My rather old-fashioned new interlocutor, The Book, has some posture problems. Like a chiropractor, I gently nudge and prod him forward, on topics that the book may have touched on in passing, but which resonate more with today’s audience than the author ever imagined. I can elaborate, exaggerate and explore, but I never change the core of the story. I try to help him stand straighter; putting The Book back together for the screen always requires structural intervention. And from a dramaturgical standpoint, Murder Is Easy needed a little help.
Written as part of the Superintendent Battle series, although Fitzwilliam and Bridget can solve the novel’s murder mystery, neither has the power to close the case. Christie’s Fitzwilliam has no jurisdiction, no reputation, and little knowledge. His only detective superpower is listening to women – which is very admirable, but not dynamic enough for a heroic investigator. Previous adaptations removed him completely, but finding a way to depict and utilize Christie’s paralyzed hero intrigued me.
Making Fitzwilliam a black man was not an attempt to address casting diversity, but rather to make his character work. As a wealthy and educated Nigerian, his limitations as a detective are external obstacles imposed by his immigrant status, not his weakness as a protagonist. An African Anglophile in post-World War II England, marked by the NHS, rationing and the Ragged Trousered Philanthropists, Fitz’s foreign eye exposes the Book’s social malaise and bitter cynicism.
The first time I read it, I said to myself: “What a furious little book. » It seemed experimental, raw, even edgy about class, gender and the potentially toxic glue that holds England together. If I’ve exacerbated these issues in any way or delved into these themes further, I attribute it to the Book kicking me under the table and giving me some pretty pointed looks. Short of spilling a drink on my dress to hide a message, I don’t know how much more explicit Murder Is Easy could have been in its critique of class inequality and the oppressive invisibility of women.
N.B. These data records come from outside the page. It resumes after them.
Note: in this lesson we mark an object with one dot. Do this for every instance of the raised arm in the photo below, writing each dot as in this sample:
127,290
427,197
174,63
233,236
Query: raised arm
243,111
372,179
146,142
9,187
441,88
Nodding enthusiastically across the dinner table, I felt happy to oblige and adjust accordingly. There’s nothing better than meeting and conversing with someone new, whose concerns coincidentally align with yours.
If novels were really the guests we meet at dinner parties, I’d like to think that as soon as I started telling the fascinating story that was whispered to me over the soup, just because of the characteristic head and tilt of the chin in my dramatization, you would recognize your beloved old friend, The Book. And otherwise? Well… then you would encounter a whole new story – and what could be nicer than that?